When using the circuit tester and connecting the checker to the ground spot on the car I am getting continuity from the trailer harness back but no lights. When I hook the checker to the ground wire on the trailer harness I am getting continuity back (ground not connected to trailer) and still no lights. Then when I hook the ground to the trailer and hook the tester to the trailer frame I am getting no continuity and still no lights, the trailer is painted all the way around. I don't think I have a tilt trailer (This is my first boat) so the problem must be elsewhere. The spot where he had the ground wire connected when I got it was to one of the U bolts on the tongue.

My tail lights are raised on metal posts but have no ground wires coming from the light itself which seems kind of weird. What would you guys do next? The wiring itself is pretty old so I may just spend the 15 bucks and put it new wiring, besides the guy jury rigged the connections using spliced connections instead of just butt connectors which is something I want to change.

So should I figure out putting a ground on each tail light even though there is no ground wire coming out? What else should I check or should I just replace the wiring? 

Thanks for your help.


----------



## Bugpac (May 5, 2011)

the lights if no ground wire ground thru the mounting studs.


----------



## texxfletch (May 5, 2011)

probably rewire, but if no dedicated ground wire to bulb, then light grounds through body of light housing. take light housing loose and clean a bear spot on trailer post and bulb housing......( if you can since light housing is loose use this chance to test light. put light housing on black(neg) battery post then the light wire first brown then green/yellow to red(pos) terminal,lights should light up.if not then bulb,or bulb socket could be bad...be careful to not short body of light and (pos) terminal. 

good luck. any other questions I'm sure someone can answer them.


----------



## T-MAN (May 5, 2011)

I my self would replace the wire harness, that way it would be up to date with color coded wires and then you know its good wire.


----------



## itmustbeslim (May 5, 2011)

I put a new harness on today, so I am almost sure it is a grounding issue. I think I will have to pick up some self tapping galvanized screws tomorrow and re ground everything to see if that works.


----------



## lckstckn2smknbrls (May 6, 2011)

Run a white ground wire to every light. That's what I do on all the trailers I rewire.


----------



## itmustbeslim (May 6, 2011)

This might be obvious but if the lights do not have a ground wire coming out of them how do I run a ground wire to them?


----------



## lckstckn2smknbrls (May 6, 2011)

itmustbeslim said:


> This might be obvious but if the lights do not have a ground wire coming out of them how do I run a ground wire to them?


The mounting bolt. It should be part of the socket base.


----------



## huntinfool (May 6, 2011)

Take the lens off the light and you will see one of the mounting bolts goes through a piece of metal inside the light. This is the ground. Run a wire from it to your good ground point and you should be fine. 

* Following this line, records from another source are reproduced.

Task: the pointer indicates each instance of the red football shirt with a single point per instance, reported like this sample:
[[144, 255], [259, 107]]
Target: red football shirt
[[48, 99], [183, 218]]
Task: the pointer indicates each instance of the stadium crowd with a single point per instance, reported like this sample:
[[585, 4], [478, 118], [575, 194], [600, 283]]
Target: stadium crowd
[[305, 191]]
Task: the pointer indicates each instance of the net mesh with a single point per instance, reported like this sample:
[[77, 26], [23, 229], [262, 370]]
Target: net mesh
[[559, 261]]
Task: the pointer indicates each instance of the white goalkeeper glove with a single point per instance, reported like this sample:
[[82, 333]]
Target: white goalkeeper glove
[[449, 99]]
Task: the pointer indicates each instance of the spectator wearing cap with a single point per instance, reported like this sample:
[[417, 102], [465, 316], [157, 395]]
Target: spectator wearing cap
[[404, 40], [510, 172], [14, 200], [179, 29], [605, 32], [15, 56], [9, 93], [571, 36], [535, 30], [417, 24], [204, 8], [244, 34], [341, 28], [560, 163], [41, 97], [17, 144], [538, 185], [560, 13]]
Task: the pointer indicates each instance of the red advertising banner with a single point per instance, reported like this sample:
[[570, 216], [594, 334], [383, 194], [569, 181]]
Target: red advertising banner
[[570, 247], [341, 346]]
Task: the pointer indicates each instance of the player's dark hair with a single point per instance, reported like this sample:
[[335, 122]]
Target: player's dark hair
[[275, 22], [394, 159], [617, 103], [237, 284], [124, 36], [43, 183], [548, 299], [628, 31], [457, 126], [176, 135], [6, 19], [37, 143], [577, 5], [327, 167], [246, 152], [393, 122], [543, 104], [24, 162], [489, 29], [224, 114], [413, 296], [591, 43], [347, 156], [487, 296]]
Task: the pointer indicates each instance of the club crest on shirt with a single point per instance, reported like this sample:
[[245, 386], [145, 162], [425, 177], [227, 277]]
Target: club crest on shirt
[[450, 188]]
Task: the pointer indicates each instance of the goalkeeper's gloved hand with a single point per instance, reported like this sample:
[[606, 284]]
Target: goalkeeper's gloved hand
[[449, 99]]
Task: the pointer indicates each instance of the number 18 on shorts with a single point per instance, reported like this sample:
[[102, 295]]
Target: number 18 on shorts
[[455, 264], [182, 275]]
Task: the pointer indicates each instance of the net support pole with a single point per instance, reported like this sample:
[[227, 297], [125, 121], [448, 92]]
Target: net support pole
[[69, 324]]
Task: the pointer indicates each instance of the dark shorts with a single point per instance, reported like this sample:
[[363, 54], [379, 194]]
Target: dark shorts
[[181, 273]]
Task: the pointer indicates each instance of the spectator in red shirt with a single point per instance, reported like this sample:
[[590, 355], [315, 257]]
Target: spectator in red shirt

But honestly, I would just rewire and you would eliminate most of your "FUTURE" problems.


----------



## Froggy (May 6, 2011)

Happen to me, all you need is a piece of ground wire from the back of the tail light screw to the frame somewhere ( I use the closest bolt) you could probably also simply use a self taping screw right on the frame behind the light.


----------



## itmustbeslim (May 6, 2011)

Ok so here is where I am at after my work today:

I pulled the old wires and ran new wires from the pigtail back, wired a new pigtail and connected the new wires to the lights. I connected the front ground to the tongue and tried to connect a ground to the back of the lights. So far I still get nothing, which makes me think it may be the lights themselves or at the very least the grounding of the lights. Here are some pictures:

This is the view of the lights from the back:






Another view of the lights:





Here is a view of the ground I made for the lights, because the lights are elevated a attached the ground at the bottom to the trailer frame, which I have since changed and shortened:





Here is the pigtail with the ground in the background:





Here is another view of the front ground:





Before any ground screw I used a cone grinding attachment and took all of the paint off at the ground site and used #10 self tapped screws. The weirdest part is what happened after I connected the car to the trailer. Without connecting the car to the trailer I tested the car harness and the correct posts are firing when turn signals etc are turned on. After I connected the trailer and turned on the left or right turn signal all 3 wires on the trailer were showing voltage blinking but still not lights (using a circuit tester). Why would this happen? I even checked the ground on the car just in case. 

I am not sure what is happening so any help or direction would be much appreciated, this is very frustrating because it should be so simple and yet just out of reach.


----------